Now the MBR should be exactly 512 bytes (ls -al a.out)
We want to show something on the screen (say, character 'D') using a BIOS interrupt: Int 10h, AH=0Eh (Teletype output).
mymbr.S
.code16 # 16-bit real mode
.text
.global start
start:
cli # BIOS enabled interrupts; disable
movb $0x0, %bh
movb $0xe, %ah
movb $'D', %al
int $0x10
spin:
jmp spin
$ qemu-system-x86_64 a.out
or
$ qemu-system-i386 a.out
Debugging the MBR starting from the first instruction
The default 64-bit qemu does support debugging of 16-bit MBR. We will use a 32-bit qemu vm for this experiment (and for debugging your code in homework 2).
In your ~/.gdbinit, add this line to allow loading .gdbinit at your working directory.

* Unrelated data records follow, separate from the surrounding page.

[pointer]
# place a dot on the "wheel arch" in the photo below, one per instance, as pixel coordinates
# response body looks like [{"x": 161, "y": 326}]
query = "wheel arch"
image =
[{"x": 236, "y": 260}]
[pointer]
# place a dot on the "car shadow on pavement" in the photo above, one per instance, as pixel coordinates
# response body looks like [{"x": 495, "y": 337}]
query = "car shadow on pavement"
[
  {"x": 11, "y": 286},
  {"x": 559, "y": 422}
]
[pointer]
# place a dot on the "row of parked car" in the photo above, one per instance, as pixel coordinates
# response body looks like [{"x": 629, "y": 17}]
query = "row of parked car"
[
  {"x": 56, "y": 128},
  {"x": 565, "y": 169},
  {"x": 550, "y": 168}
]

add-auto-load-safe-path ./
Edit .gdbinit in your xv6 source code directory.
set architecture i8086
target remote localhost:1234
tui enable
layout asm
b *0x7c00
c
You can also manually type-in the commands without using .gdbinit. In this case, check and remove unwanted commands in .gdbinit.
Beware that the .gdbinit will be overwritten if you use make qemu-gdb. We DON'T use "make qemu-gdb" for debugging the MBR.
To start the vm: $ qemu-system-i386 -S -s a.out. This will start a 32-bit qemu vm and listen on the default port 1234
THEN, from another terminal at the same working directory: $ gdb
(gdb will try to load the .gdbinit at the current working directory, if it exists.)
After a half-second pause, you can see the gdb prompt with a message like this: "Breakpoint 1, 0x00007c00 in ?? ()"
Now you can debug the 16-bit MBR.
use si to "step instruction".
To show disassembly at some address (show 10 instructions): x/10i 0x7c00
The disassembly of xv6's boot sector can be found in bootblock.asm after a successful build (see Makefile for the rules that generate the disassembly).
Warning: qemu does not report 32-bit target type to gdb. You may see wrong disassembly when debugging an MBR. But the execution will still be correct.
Debugging the 64-bit kernel will be much easier.
What's the first ever instruction being executed in the above qemu vm instance? Try to customize .gdbinit and let it stop at the very beginning of the vm execution.
Like our simple MBR code does, the DOS operating system uses a lot of BIOS procedure calls (with the int instructions) to interact with the hardware. How can DOS protect the system from malicious applications?